In Nevada, United States, onion and garlic are dried using geothermal heat. In New Zealand, they use geothermal power in paper manufacturing and seasoning timber. In Menengai, we have experimented with the use of geothermal energy for milk pasteurisation, aquaculture, greenhouse heating and in a laundromat.

In milk pasteurisation, manufacturers can cut up to 70 per cent of their heating costs by using geothermal energy. Other studies show that when it is used to heat greenhouses, the cost of production drops by about 40 per cent.

That is why we are excited that with more focus on the development of geothermal energy, Kenya is going to be very competitive in Africa as an investment destination. We are encouraging manufacturers to take advantage of this resource and our expertise.

GDC will support the rise of industrial parks along the geothermal belt that runs from Lake Magadi to Lake Turkana. We also have spots in Homa Hills and Mwananyamala in Kwale.



Industrial parks have prospered elsewhere.

In Iceland, the Reykjanes Geothermal Resource Park for fish farming is a huge success.
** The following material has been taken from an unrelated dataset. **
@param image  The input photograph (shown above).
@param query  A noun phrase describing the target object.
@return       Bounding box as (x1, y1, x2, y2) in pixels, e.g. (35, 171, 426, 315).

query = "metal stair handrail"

Svartengi Resource Park hosts assorted industries. They range from the extraction of sulphur and silica to carbon dioxide. It also hosts the world-famous Blue Lagoon, a geothermal heated lake that is a five-star attraction for tourists. The beauty of geothermal belts is that manufacturers enjoy bulk uninterrupted power at a bargain with hot steam available almost for a song.


Geothermal power is used to heat greenhouses to accelerate growth of horticultural products, including vegetables. Crops under geothermal-heated greenhouses are pesticide-free because the heat prevents fungi growth. It is also used to heat fishponds.

Our research in Menengai has found that fish grow faster by a third after the pond is heated.

Greenhouses and fishponds will be the next frontier in utilising geothermal for food security.

Geothermal energy is a prolific resource that is exciting researchers to seek fresh approaches to national development.

Our grand dream is to turn geothermal belts into manufacturing and food production hubs. This will create jobs, tame rural-urban migration, and generally improve our fortunes as a nation.